The over-water bungalow was in fact invented by three Americans from California, who had moved to Tahiti in the 1960s. Hugh Kelley, Muk McCallum and Jay Carlisle had fallen in love with French Polynesia and all that it had to offer. They opened hotels on both Moorea and Raiatea. Moorea was doing well due to its stunning location, beautiful beach and great snorkelling, but Raiatea had no sandy beach.
In search of a solution, Kelley had an idea that would revolutionise the country’s tourism for decades to come: building bungalows over the water, in order to give guests direct access to the lagoon. Kelley thought it would be unique to be able to look through part of the floor into the lagoon, and the glass-bottom floor was born.
Today, there are 884 over-water bungalows spread across 22 hotels in seven of the country’s 118 islands. These iconic bungalows have come a long way since their initial designs, but the principle remains the same: privacy, tranquillity and crystal clear Pacific water.
The first three over-water bungalows were built at the Bali Hai Hotel on Raiatea. Originally built as traditional pandanus leaf thatched-roof bungalows on stilts, back in 1967 a novel glass-floor panel was built-in to allow guests to admire the tropical fish swimming below (fondly referred to as ‘Tahiti TV’ at the time).
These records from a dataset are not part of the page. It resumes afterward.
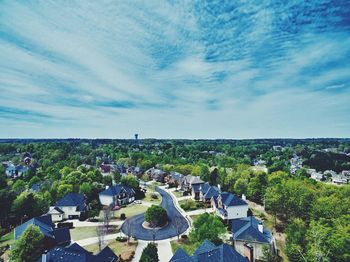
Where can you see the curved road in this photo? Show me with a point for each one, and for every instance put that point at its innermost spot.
(166, 232)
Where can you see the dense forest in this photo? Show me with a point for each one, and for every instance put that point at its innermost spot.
(314, 215)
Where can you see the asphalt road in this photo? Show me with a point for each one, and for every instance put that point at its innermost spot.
(166, 232)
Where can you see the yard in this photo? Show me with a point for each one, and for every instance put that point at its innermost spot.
(118, 248)
(185, 244)
(79, 233)
(130, 210)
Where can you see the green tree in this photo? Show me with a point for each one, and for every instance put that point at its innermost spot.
(156, 216)
(29, 246)
(63, 190)
(150, 253)
(207, 227)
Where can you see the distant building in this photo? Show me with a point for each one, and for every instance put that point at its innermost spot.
(229, 206)
(76, 253)
(117, 195)
(249, 236)
(70, 206)
(53, 236)
(208, 252)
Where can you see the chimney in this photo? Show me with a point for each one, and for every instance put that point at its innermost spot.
(261, 227)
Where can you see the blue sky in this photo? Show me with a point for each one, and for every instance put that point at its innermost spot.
(174, 69)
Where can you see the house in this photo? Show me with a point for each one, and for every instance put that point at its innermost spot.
(156, 174)
(229, 206)
(249, 236)
(53, 236)
(208, 252)
(72, 205)
(207, 192)
(192, 184)
(76, 253)
(117, 195)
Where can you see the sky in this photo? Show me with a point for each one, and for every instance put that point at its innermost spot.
(174, 69)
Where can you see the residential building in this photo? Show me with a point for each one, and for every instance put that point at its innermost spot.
(117, 195)
(156, 174)
(192, 184)
(72, 205)
(53, 236)
(76, 253)
(207, 192)
(208, 252)
(229, 206)
(249, 237)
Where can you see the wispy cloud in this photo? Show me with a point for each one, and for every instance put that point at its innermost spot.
(174, 69)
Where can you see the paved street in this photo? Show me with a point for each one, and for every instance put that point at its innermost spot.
(166, 232)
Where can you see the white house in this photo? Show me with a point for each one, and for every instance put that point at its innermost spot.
(229, 206)
(71, 206)
(117, 195)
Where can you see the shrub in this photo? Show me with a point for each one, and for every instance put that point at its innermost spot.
(121, 239)
(156, 216)
(65, 224)
(154, 196)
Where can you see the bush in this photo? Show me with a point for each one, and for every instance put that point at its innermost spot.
(150, 253)
(65, 224)
(154, 196)
(156, 216)
(121, 239)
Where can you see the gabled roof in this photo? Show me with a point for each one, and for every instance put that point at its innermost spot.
(246, 229)
(55, 210)
(72, 199)
(229, 199)
(115, 190)
(76, 253)
(213, 191)
(44, 223)
(208, 252)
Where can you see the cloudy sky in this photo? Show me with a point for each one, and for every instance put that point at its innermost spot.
(175, 69)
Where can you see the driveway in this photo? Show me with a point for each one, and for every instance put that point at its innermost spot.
(166, 232)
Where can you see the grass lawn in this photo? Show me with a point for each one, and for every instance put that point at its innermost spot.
(79, 233)
(131, 210)
(148, 198)
(6, 239)
(118, 248)
(178, 193)
(188, 246)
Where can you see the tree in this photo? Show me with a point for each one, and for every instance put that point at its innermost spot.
(128, 229)
(150, 253)
(177, 224)
(29, 246)
(156, 216)
(63, 190)
(100, 232)
(209, 227)
(130, 181)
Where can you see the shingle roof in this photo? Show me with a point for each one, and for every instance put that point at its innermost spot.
(72, 199)
(208, 252)
(212, 192)
(229, 199)
(246, 229)
(115, 190)
(43, 222)
(75, 253)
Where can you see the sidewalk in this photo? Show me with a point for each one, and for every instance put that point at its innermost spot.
(165, 252)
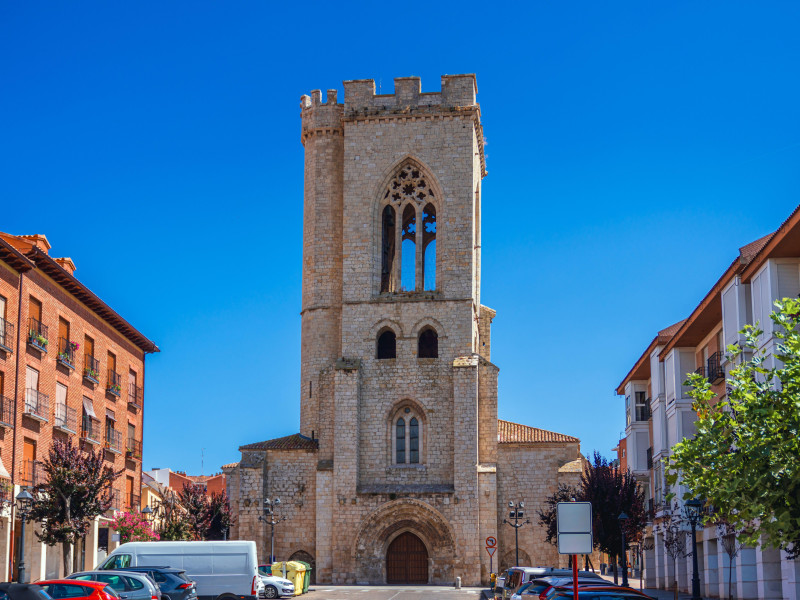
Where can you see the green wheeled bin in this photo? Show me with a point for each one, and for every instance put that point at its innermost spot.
(307, 578)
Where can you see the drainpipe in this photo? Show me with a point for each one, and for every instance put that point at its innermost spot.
(16, 427)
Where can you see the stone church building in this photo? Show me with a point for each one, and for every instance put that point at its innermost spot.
(401, 468)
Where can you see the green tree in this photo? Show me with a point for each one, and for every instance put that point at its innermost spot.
(77, 490)
(743, 460)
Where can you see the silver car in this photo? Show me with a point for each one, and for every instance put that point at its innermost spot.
(129, 586)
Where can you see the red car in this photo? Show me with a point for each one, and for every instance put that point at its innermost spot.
(78, 590)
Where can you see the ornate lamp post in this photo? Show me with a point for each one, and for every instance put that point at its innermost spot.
(693, 509)
(623, 518)
(24, 507)
(516, 513)
(270, 506)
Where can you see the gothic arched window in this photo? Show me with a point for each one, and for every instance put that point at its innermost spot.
(407, 436)
(429, 247)
(387, 344)
(408, 232)
(428, 343)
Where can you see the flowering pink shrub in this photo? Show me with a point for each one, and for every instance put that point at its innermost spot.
(133, 527)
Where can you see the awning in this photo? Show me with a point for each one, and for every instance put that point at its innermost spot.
(88, 408)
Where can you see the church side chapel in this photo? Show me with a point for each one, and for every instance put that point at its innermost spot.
(401, 468)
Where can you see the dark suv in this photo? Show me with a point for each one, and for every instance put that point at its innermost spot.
(173, 583)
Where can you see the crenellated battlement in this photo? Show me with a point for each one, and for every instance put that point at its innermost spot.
(458, 91)
(318, 116)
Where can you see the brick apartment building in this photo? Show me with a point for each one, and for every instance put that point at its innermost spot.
(659, 412)
(70, 367)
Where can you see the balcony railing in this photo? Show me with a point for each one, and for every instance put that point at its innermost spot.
(37, 404)
(114, 383)
(132, 502)
(6, 335)
(66, 352)
(91, 368)
(66, 418)
(716, 373)
(116, 501)
(32, 473)
(6, 412)
(37, 334)
(134, 449)
(135, 395)
(90, 429)
(113, 440)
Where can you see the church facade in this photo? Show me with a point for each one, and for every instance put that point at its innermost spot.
(401, 468)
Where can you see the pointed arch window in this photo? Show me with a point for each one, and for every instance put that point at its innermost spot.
(428, 343)
(387, 344)
(408, 233)
(400, 442)
(406, 437)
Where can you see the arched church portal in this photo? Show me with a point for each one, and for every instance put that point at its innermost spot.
(407, 560)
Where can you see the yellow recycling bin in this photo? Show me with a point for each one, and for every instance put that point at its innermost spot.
(293, 571)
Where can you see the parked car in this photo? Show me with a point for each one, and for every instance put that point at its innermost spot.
(274, 587)
(173, 583)
(595, 592)
(129, 586)
(224, 570)
(22, 591)
(78, 590)
(538, 586)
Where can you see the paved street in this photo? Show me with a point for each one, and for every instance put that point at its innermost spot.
(391, 592)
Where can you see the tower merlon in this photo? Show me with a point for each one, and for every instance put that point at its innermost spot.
(457, 91)
(316, 115)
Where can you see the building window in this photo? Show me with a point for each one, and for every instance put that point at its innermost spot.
(408, 202)
(428, 343)
(407, 436)
(387, 344)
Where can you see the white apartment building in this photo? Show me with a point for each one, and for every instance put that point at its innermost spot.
(658, 413)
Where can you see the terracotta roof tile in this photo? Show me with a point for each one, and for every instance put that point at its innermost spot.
(514, 433)
(290, 442)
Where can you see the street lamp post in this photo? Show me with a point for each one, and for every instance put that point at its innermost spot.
(623, 518)
(270, 506)
(24, 507)
(516, 513)
(693, 508)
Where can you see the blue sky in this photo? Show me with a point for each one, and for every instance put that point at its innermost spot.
(632, 148)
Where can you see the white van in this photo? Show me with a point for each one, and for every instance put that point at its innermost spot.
(222, 570)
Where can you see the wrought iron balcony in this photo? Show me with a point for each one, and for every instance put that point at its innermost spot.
(132, 502)
(114, 386)
(37, 334)
(6, 412)
(134, 449)
(90, 429)
(6, 335)
(66, 352)
(716, 373)
(135, 394)
(37, 404)
(113, 440)
(66, 418)
(91, 369)
(32, 473)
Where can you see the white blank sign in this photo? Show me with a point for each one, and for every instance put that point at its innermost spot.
(574, 527)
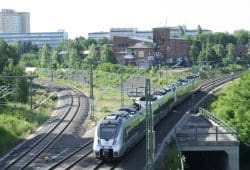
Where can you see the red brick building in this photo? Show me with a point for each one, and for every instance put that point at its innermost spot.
(161, 50)
(169, 50)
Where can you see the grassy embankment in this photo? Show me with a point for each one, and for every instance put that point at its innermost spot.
(16, 120)
(107, 97)
(232, 105)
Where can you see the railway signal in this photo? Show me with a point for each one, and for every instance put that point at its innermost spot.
(150, 133)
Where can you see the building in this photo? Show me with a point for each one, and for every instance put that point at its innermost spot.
(39, 38)
(98, 35)
(142, 51)
(169, 50)
(14, 22)
(133, 32)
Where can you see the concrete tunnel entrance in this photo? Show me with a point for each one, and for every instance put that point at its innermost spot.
(206, 160)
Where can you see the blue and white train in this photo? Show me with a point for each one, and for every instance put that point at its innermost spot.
(119, 131)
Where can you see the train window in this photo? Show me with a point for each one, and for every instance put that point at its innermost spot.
(108, 131)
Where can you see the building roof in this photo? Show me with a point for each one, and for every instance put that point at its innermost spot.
(129, 56)
(141, 39)
(139, 45)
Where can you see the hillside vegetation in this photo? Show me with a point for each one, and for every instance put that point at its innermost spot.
(233, 106)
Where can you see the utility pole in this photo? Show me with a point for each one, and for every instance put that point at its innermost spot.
(122, 97)
(91, 92)
(150, 134)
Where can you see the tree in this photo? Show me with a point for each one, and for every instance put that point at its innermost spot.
(199, 30)
(13, 54)
(103, 41)
(3, 54)
(21, 85)
(219, 52)
(229, 58)
(74, 58)
(93, 55)
(44, 55)
(233, 107)
(181, 31)
(242, 36)
(30, 60)
(107, 55)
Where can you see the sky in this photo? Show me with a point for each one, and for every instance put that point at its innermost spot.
(79, 17)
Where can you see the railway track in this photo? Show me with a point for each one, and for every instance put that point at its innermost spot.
(71, 108)
(135, 159)
(84, 152)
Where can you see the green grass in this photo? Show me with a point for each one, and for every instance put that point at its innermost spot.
(107, 97)
(16, 122)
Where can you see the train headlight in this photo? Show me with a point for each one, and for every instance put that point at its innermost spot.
(114, 142)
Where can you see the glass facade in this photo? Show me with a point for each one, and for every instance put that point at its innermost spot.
(39, 39)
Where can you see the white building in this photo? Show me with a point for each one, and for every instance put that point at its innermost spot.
(14, 22)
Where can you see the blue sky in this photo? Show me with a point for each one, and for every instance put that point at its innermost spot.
(78, 17)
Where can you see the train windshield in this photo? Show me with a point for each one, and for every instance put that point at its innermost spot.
(108, 131)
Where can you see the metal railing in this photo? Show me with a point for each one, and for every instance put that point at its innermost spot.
(179, 152)
(212, 117)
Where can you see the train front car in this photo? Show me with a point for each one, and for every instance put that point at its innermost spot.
(108, 139)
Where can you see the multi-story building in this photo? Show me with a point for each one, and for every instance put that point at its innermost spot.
(133, 32)
(39, 38)
(98, 35)
(14, 22)
(141, 51)
(169, 50)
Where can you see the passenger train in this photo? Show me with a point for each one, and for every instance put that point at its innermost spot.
(118, 132)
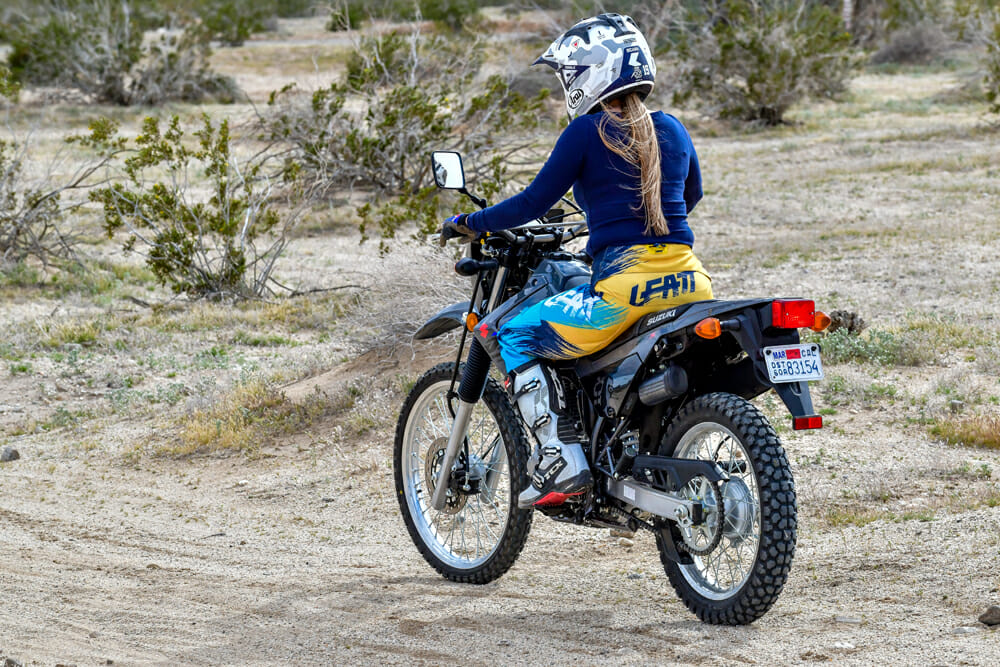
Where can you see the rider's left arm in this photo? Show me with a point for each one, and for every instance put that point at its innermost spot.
(552, 182)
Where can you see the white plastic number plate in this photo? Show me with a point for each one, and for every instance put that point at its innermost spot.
(793, 363)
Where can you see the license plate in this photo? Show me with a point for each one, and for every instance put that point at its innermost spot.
(793, 363)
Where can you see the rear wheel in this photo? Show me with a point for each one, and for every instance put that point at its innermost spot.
(736, 582)
(480, 532)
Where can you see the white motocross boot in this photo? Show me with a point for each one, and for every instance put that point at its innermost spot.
(558, 469)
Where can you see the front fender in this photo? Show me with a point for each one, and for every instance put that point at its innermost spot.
(449, 318)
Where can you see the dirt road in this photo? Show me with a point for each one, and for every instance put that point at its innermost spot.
(298, 558)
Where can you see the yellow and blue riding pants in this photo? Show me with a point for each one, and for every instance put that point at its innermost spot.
(627, 283)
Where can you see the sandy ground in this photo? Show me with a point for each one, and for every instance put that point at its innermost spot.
(885, 204)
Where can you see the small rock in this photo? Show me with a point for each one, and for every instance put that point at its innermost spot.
(991, 616)
(853, 620)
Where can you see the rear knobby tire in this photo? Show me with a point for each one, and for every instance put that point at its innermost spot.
(739, 581)
(479, 536)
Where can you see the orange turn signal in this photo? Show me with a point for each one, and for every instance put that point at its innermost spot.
(821, 322)
(709, 328)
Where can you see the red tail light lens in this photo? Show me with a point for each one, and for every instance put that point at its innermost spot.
(804, 423)
(793, 314)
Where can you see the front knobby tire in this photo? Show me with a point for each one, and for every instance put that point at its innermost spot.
(741, 578)
(478, 536)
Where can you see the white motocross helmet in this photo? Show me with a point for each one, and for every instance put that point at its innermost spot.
(600, 58)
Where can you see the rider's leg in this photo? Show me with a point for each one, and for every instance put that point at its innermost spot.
(560, 467)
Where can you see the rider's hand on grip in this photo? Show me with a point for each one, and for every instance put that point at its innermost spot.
(454, 228)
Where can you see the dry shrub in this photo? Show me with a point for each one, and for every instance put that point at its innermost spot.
(407, 289)
(913, 45)
(403, 96)
(248, 417)
(752, 60)
(971, 431)
(97, 47)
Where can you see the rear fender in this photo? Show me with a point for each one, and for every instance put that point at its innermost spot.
(795, 395)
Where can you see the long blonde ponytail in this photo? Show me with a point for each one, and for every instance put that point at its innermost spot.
(639, 146)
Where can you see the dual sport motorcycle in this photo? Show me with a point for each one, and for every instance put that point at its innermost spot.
(675, 447)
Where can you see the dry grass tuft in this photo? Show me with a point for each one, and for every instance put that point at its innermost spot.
(411, 284)
(251, 415)
(972, 431)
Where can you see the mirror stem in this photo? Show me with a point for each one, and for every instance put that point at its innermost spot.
(478, 201)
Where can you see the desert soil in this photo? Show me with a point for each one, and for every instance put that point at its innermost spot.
(113, 553)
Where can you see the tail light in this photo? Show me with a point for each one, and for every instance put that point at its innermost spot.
(822, 322)
(803, 423)
(793, 314)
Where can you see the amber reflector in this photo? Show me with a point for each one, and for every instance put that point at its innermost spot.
(708, 328)
(822, 321)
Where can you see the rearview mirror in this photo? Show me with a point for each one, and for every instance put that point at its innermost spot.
(448, 171)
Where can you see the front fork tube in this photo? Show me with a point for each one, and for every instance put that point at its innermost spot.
(458, 428)
(470, 391)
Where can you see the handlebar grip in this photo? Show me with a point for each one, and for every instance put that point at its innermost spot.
(467, 266)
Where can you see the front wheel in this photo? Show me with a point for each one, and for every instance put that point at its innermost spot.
(480, 532)
(736, 582)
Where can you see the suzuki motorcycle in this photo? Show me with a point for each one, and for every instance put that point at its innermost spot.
(675, 446)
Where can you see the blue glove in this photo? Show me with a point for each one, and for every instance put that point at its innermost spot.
(454, 228)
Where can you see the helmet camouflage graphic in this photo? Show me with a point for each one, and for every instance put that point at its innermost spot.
(600, 58)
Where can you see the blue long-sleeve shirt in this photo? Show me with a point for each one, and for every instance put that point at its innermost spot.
(606, 186)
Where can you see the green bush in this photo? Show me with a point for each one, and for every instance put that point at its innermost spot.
(96, 47)
(201, 241)
(753, 59)
(992, 64)
(402, 97)
(10, 89)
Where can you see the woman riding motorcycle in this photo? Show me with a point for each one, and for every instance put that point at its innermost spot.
(636, 176)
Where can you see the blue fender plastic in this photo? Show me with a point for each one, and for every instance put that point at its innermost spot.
(447, 319)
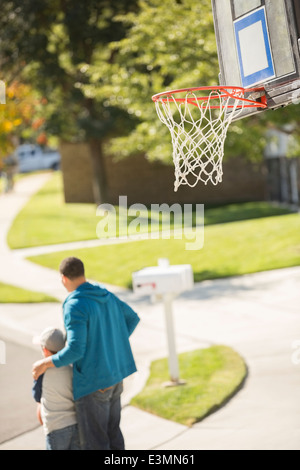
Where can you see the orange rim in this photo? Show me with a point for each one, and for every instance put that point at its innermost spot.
(237, 93)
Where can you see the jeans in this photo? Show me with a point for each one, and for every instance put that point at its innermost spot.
(63, 439)
(98, 416)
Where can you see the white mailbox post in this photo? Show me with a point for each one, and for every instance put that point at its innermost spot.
(166, 281)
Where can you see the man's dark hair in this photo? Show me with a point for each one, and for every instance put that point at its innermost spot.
(72, 268)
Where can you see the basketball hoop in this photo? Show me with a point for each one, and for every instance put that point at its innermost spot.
(198, 119)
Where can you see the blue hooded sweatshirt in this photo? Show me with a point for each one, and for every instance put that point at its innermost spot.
(98, 326)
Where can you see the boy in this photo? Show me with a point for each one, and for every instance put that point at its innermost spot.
(54, 394)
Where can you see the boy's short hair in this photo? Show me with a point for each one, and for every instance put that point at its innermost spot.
(72, 268)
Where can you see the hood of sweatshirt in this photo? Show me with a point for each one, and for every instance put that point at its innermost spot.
(90, 291)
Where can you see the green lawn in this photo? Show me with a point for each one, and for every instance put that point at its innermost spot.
(11, 294)
(230, 249)
(212, 376)
(46, 219)
(238, 239)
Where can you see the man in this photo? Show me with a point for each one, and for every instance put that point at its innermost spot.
(98, 327)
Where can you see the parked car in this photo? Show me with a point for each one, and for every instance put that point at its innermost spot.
(33, 157)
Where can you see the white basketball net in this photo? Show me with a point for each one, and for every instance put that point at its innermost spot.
(198, 129)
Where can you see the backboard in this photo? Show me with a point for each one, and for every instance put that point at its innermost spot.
(258, 46)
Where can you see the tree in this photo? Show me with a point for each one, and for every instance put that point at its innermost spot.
(169, 45)
(45, 42)
(19, 117)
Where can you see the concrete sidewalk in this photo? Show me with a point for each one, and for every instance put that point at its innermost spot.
(258, 315)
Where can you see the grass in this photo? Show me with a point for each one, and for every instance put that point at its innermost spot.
(11, 294)
(230, 249)
(46, 219)
(212, 376)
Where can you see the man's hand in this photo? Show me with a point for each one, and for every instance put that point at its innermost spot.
(41, 366)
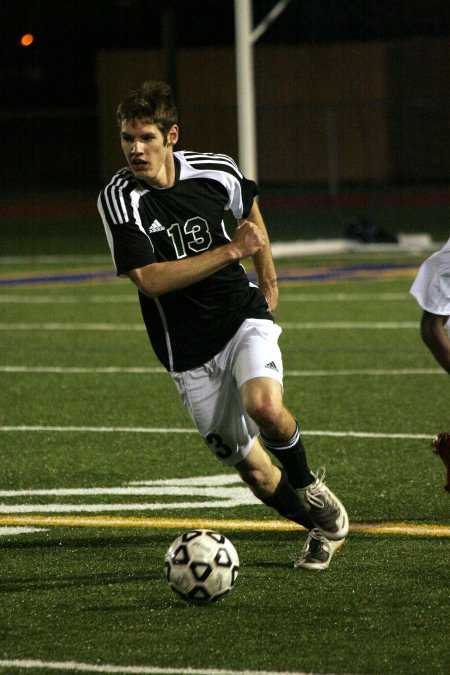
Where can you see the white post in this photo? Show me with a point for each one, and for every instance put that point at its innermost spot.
(245, 88)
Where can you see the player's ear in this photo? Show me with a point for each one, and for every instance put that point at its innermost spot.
(172, 136)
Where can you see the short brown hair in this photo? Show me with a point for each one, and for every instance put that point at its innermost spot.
(153, 100)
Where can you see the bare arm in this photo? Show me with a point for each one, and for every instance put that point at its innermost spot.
(434, 335)
(263, 261)
(159, 278)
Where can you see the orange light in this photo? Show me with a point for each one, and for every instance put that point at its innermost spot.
(27, 40)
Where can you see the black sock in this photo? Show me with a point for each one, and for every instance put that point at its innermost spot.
(292, 456)
(285, 500)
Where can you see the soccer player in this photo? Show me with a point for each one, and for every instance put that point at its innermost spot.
(431, 288)
(208, 324)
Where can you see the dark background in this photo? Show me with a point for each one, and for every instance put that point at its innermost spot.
(58, 69)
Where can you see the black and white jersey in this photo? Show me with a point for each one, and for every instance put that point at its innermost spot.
(144, 225)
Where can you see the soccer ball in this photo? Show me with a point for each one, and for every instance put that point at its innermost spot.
(201, 566)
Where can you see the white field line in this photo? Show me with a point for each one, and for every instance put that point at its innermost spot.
(306, 325)
(66, 299)
(66, 666)
(284, 297)
(167, 430)
(141, 370)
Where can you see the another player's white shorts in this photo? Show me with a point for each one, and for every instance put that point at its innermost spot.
(211, 393)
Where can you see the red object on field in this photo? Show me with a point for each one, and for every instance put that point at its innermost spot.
(441, 446)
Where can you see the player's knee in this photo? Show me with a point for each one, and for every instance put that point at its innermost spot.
(261, 480)
(265, 412)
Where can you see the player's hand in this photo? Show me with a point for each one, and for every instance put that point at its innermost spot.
(247, 239)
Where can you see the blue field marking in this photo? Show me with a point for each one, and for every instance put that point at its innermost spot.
(321, 273)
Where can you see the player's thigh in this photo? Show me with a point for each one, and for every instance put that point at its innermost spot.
(215, 406)
(257, 469)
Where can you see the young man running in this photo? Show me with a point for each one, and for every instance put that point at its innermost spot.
(208, 324)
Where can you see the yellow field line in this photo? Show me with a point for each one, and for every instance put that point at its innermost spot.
(188, 523)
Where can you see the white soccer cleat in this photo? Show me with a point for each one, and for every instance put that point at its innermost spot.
(324, 508)
(317, 551)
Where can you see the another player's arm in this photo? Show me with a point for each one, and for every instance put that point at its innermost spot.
(159, 278)
(434, 335)
(263, 261)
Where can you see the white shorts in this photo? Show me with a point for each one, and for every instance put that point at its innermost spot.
(211, 393)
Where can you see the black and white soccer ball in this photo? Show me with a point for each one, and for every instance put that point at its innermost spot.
(201, 566)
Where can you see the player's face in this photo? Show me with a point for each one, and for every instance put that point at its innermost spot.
(149, 154)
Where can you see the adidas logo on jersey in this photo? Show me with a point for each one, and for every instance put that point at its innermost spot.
(156, 227)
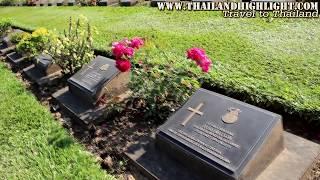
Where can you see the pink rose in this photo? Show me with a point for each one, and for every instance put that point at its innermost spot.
(196, 54)
(123, 65)
(205, 64)
(128, 52)
(118, 50)
(136, 42)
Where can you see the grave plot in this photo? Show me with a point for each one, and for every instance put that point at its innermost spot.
(71, 2)
(216, 136)
(128, 2)
(60, 2)
(17, 59)
(99, 81)
(44, 71)
(107, 2)
(6, 44)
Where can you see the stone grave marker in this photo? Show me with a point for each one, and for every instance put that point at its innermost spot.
(210, 135)
(60, 2)
(6, 44)
(98, 80)
(107, 2)
(16, 59)
(71, 2)
(216, 136)
(154, 3)
(44, 71)
(128, 2)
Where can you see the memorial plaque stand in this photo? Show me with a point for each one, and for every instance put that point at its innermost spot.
(215, 136)
(293, 163)
(98, 80)
(17, 60)
(154, 3)
(43, 71)
(6, 45)
(128, 2)
(107, 2)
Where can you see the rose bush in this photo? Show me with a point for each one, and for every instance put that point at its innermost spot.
(124, 51)
(74, 48)
(158, 90)
(34, 43)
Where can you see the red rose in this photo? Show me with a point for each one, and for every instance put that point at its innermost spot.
(128, 52)
(123, 65)
(205, 64)
(118, 50)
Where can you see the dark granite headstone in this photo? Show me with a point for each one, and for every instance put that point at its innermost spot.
(108, 2)
(44, 63)
(103, 3)
(90, 82)
(98, 79)
(16, 59)
(128, 2)
(216, 136)
(7, 46)
(154, 3)
(60, 3)
(43, 71)
(71, 3)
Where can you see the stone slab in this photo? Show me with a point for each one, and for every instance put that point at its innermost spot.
(37, 76)
(293, 163)
(6, 50)
(16, 59)
(108, 2)
(76, 107)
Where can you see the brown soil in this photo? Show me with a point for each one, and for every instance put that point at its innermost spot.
(108, 139)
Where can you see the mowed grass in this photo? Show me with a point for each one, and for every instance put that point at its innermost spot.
(275, 62)
(32, 144)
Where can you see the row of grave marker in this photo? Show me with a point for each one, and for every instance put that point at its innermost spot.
(210, 137)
Over a half-century later, Tahiti’s over-water bungalows have evolved: private terraces, infinity pools, over-water hammocks, spa baths and breakfast delivered by outrigger canoe are among the luxuries available today. And yes in many the glass panel floor is still a feature.
“For many travellers looking for the perfect South Pacific escape, staying in an over-water bungalow is a must-do experience. The bungalows compliment French Polynesia’s striking natural beauty and have become an icon around the world,” said Mr Paul Sloan, CEO of Tahiti Tourisme.